DNA replication occurs in the S phase of the cell cycle. As mentioned in
Chapter 7 Section A, DNA replication is triggered by
the expression of all required proteins. In mammals,
the expression of these necessary proteins is activated by the transcription
factor E2F which, in turn, is regulated by the protein pRB
(the protein product of the retinoblastoma gene). When pRB binds to E2F,
it will inactivate the transcriptional function of E2F, thereby inhibiting DNA
replication. With such a critical role, pRB is known as the "master
brake of cell division".
Figure 8-A-4. The Initiation and termination
process of the S phase. During G0 or early G1 phase, E2F is inactivated by pRB.

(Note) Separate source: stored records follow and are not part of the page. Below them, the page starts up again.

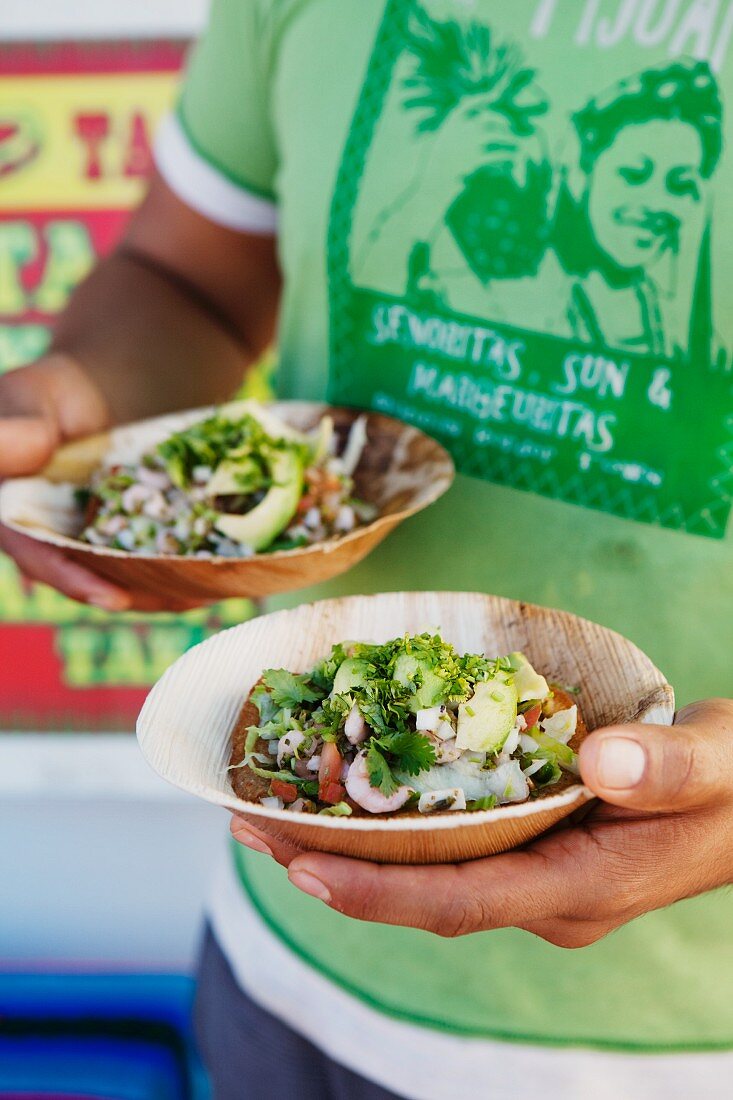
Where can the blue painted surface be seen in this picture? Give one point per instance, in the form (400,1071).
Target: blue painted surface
(117,1036)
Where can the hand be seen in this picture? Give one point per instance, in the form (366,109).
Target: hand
(660,834)
(41,407)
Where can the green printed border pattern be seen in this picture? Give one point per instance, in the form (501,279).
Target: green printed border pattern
(710,520)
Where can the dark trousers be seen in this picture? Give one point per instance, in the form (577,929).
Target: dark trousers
(251,1055)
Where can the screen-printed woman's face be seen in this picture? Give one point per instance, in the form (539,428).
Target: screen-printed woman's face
(642,188)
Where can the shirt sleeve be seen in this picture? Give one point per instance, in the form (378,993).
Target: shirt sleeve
(216,150)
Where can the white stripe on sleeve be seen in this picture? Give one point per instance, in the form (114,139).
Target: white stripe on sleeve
(205,189)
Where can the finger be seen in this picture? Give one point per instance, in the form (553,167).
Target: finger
(449,900)
(26,443)
(50,565)
(669,769)
(259,838)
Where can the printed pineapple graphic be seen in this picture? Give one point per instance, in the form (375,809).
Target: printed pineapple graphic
(500,217)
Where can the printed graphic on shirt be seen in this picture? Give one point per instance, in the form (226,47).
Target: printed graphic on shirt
(527,251)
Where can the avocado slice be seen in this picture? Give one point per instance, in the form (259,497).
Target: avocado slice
(433,688)
(352,672)
(528,683)
(264,523)
(485,721)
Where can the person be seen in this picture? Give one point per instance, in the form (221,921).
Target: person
(353,980)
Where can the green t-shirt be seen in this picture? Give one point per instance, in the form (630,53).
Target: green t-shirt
(511,223)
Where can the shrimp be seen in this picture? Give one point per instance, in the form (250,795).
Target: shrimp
(369,798)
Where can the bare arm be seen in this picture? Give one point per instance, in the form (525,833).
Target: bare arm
(170,320)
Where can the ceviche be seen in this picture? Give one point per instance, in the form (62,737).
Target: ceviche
(237,483)
(409,725)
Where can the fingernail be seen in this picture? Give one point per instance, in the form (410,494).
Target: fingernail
(621,763)
(251,840)
(109,602)
(308,883)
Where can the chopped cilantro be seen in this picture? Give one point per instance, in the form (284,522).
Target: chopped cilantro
(409,750)
(380,776)
(288,689)
(488,802)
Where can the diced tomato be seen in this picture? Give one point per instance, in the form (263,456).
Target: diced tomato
(329,772)
(287,792)
(532,716)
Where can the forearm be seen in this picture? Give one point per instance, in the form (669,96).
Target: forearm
(146,342)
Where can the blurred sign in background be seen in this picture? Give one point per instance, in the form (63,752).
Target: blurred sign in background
(81,91)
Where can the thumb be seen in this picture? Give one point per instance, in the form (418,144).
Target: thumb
(26,443)
(664,768)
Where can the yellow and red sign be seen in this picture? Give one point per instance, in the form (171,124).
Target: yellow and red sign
(76,128)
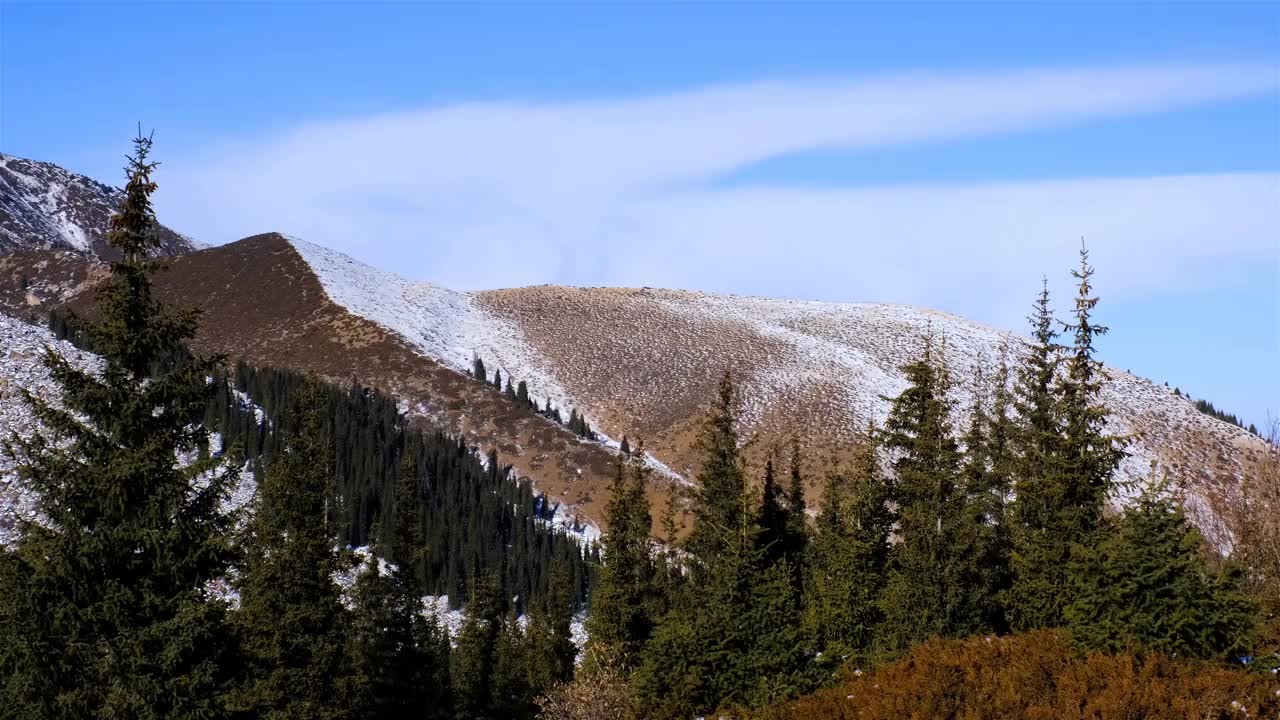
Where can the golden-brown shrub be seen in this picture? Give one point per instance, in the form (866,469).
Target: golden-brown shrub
(599,695)
(1038,677)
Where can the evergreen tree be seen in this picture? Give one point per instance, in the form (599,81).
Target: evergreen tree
(931,587)
(718,504)
(1089,455)
(773,516)
(798,523)
(1068,463)
(986,487)
(1040,555)
(848,557)
(104,610)
(1146,584)
(551,641)
(291,624)
(475,657)
(511,696)
(736,638)
(620,623)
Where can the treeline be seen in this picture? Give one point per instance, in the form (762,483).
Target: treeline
(141,593)
(1207,408)
(475,516)
(929,532)
(519,393)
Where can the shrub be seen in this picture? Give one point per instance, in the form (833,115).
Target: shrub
(1037,677)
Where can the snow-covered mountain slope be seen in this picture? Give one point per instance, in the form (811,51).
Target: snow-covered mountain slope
(46,206)
(22,369)
(644,363)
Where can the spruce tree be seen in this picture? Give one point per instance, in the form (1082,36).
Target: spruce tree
(773,516)
(475,657)
(1146,584)
(718,504)
(1089,455)
(931,583)
(551,641)
(104,610)
(292,625)
(736,638)
(1040,555)
(620,621)
(848,557)
(986,488)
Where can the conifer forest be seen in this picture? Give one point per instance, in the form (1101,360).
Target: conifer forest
(961,559)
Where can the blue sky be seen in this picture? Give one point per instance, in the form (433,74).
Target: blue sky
(936,154)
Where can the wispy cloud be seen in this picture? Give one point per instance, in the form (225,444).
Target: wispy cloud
(620,191)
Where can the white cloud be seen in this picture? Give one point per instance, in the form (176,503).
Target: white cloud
(617,191)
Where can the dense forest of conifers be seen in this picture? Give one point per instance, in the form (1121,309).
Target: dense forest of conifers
(475,518)
(947,573)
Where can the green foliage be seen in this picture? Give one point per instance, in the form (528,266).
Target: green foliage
(735,636)
(103,605)
(932,582)
(718,505)
(1066,460)
(621,618)
(475,657)
(848,559)
(1147,586)
(291,625)
(1036,677)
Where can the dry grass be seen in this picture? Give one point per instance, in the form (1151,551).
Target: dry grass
(1038,677)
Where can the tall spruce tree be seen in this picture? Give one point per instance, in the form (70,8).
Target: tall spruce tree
(292,625)
(798,524)
(1040,554)
(737,639)
(931,587)
(1146,584)
(848,557)
(986,490)
(718,502)
(621,620)
(773,516)
(551,642)
(1066,460)
(1089,455)
(475,657)
(104,610)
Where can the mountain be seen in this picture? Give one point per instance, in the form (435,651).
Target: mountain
(44,206)
(638,363)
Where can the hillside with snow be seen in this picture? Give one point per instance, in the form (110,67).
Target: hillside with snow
(44,206)
(644,363)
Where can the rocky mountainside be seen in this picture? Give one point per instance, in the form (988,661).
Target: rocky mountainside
(44,206)
(636,363)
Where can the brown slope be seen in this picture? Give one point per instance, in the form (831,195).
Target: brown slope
(263,304)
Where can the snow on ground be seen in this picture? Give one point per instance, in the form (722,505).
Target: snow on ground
(840,360)
(446,326)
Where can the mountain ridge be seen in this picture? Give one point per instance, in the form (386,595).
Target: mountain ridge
(45,206)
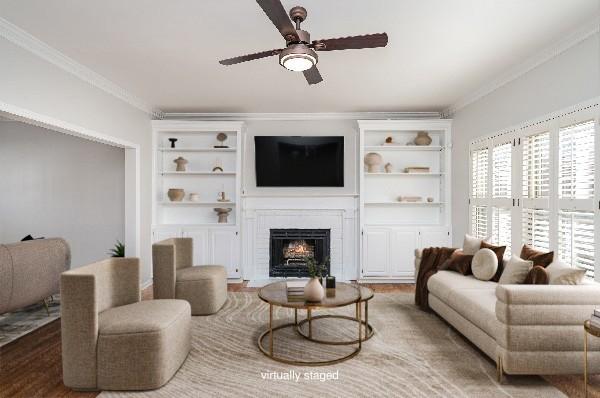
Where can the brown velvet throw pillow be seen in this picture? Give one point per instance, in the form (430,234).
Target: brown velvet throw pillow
(537,276)
(458,262)
(499,251)
(539,258)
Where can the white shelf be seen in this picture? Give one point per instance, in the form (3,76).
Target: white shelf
(190,203)
(418,148)
(206,149)
(198,173)
(392,203)
(397,174)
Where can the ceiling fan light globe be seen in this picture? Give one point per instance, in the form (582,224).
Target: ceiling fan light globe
(298,58)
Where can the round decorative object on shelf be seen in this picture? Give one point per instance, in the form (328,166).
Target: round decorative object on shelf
(423,138)
(176,194)
(373,160)
(222,213)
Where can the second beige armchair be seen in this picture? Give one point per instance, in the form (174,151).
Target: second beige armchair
(175,276)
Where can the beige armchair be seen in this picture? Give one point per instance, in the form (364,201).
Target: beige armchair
(204,287)
(113,341)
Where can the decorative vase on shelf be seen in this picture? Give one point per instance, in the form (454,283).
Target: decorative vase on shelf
(373,160)
(176,194)
(181,162)
(313,290)
(423,138)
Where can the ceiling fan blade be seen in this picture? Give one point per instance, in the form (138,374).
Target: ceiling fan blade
(249,57)
(351,42)
(312,75)
(276,13)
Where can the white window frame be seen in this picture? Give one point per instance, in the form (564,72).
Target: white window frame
(589,110)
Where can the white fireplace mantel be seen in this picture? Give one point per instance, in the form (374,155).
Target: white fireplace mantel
(337,213)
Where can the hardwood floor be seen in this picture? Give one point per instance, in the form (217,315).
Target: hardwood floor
(31,366)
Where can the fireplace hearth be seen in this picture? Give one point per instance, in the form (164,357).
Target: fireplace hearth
(289,249)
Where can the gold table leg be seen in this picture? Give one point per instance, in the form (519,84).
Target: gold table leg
(271,329)
(309,315)
(585,360)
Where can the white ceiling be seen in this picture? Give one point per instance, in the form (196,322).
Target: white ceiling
(166,52)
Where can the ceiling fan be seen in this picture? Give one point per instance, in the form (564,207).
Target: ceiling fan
(300,54)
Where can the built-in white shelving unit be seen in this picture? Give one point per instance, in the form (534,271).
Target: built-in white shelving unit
(391,229)
(214,243)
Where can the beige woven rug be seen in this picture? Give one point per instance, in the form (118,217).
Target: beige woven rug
(413,354)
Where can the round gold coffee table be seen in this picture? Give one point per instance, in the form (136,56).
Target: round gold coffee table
(275,294)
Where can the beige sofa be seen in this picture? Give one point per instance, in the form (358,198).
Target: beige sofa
(113,341)
(525,329)
(30,271)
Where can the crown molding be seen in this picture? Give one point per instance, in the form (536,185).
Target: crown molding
(32,44)
(301,116)
(565,43)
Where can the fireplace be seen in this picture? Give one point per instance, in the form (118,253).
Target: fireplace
(290,247)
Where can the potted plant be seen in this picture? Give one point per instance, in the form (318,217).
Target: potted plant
(313,290)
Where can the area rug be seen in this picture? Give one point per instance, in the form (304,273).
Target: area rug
(412,354)
(19,323)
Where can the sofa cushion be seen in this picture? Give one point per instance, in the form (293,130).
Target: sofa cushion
(478,306)
(443,282)
(200,272)
(142,317)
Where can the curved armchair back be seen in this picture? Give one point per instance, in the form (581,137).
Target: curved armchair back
(85,292)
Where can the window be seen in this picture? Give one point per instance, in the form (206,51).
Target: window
(536,228)
(576,239)
(479,166)
(501,228)
(501,174)
(576,161)
(536,166)
(479,222)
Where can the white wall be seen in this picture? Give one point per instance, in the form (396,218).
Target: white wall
(567,79)
(56,185)
(346,128)
(29,82)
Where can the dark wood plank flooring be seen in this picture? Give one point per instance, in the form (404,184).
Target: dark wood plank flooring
(31,366)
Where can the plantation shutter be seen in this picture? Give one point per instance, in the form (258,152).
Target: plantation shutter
(501,174)
(576,161)
(501,228)
(536,166)
(576,239)
(479,176)
(536,228)
(479,222)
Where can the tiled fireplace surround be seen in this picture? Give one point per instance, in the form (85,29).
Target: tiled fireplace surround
(262,213)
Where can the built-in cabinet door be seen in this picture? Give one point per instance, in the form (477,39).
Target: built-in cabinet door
(402,252)
(376,252)
(434,237)
(165,233)
(225,251)
(200,245)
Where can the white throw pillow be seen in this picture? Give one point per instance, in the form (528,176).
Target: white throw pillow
(515,271)
(560,273)
(471,244)
(484,264)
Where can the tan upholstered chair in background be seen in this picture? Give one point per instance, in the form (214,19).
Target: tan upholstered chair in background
(113,341)
(204,287)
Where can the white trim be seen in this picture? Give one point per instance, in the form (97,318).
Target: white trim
(565,43)
(302,116)
(18,36)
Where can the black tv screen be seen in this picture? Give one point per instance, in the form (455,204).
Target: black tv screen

In late G1 phase, the Cyclin D-Cdk4 complex phosphorylates a specific
set of sites on pRB, resulting in the release of E2F, which then leads to the
production of proteins needed for DNA replication. E2F also stimulates the
production of Cyclin E, cyclin A and E2F itself. The Cyclin E-Cdk2 complex
can also phosphorylate pRB, thus accelerating the cell cycle advance into the S
phase. On the other hand, the Cyclin A-Cdk2 complex can phosphorylate E2F,
abolishing its transcriptional function. Consequently, DNA replication is
terminated. It is interesting to note that the Cyclin E-Cdk2 complex cannot phosphorylate
E2F. Otherwise, the DNA replication would be terminated prematurely.